In his Complaint, Plaintiff alleges that Defendant violated 15 U.S.C. §§ 1692e, 1692g, and 1692f of the FDCPA. When deciding such claims, courts have used a "least sophisticated consumer" standard to determine whether a debt collector's representations were false, deceptive, misleading, unfair, or unconscionable. See Clomon v. Jackson, 988 F.2d 1314, 1318 (2d Cir. 1993) (listing cases). The least sophisticated consumer standard ensures protection to all "consumers, even the naive and the trusting, against deceptive debt collection practices, and ... protects debt collectors against liability for bizarre or idiosyncratic interpretations of collection notices." Id. at 1320. At least five courts of appeal have applied the least sophisticated consumer standard to alleged violations of § 1692e and § 1692f. See, e.g., LeBlanc, 601 F.3d at 1194; Lesher v. Law Offices of Mitchell N. Kay, PC, 650 F.3d 993, 1002 (3d Cir. 2011); Hartman v. Great Seneca Fin. Corp., 569 F.3d 606, 612 (6th Cir. 2009); Donohue v. Quick Collect, Inc., 592 F.3d 1027, 1033 (9th Cir. 2010); Evory v. RJM Acquisitions Funding, LLC, 505 F.3d 769, 774 (7th Cir. 2007) (using the "unsophisticated consumer" standard).

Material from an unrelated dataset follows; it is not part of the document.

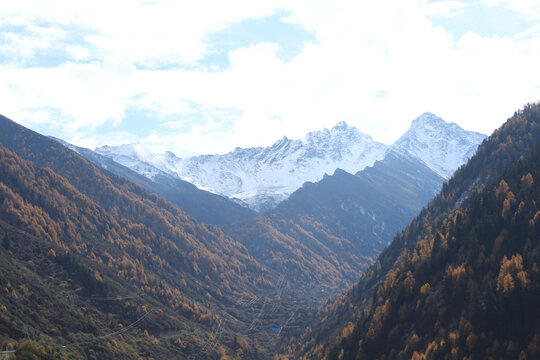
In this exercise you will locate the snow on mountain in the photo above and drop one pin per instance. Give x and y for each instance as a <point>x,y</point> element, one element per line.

The Tenth Circuit has not expressly adopted this standard, but it has, in an unpublished opinion, "applied an objective standard, measured by how the least sophisticated consumer would interpret the notice received from the debt collector." Ferree v. Marianos, 129 F.3d 130, 1997 WL 687693, at *1 (10th Cir. Nov. 3, 1997) (internal quotation marks omitted); see also Fouts v. Express Recovery Servs., Inc., ___, F. App'x ____, 2015 WL 427425, at *3 (10th Cir. Feb, 3, 2015) (briefly discussing the "least sophisticated consumer" standard). Accordingly, because the FDCPA is a remedial statute that "should be construed liberally in favor of the consumer," Riddle, 305 F.3d at 1117, the court will apply the least sophisticated consumer standard to Plaintiff's claims.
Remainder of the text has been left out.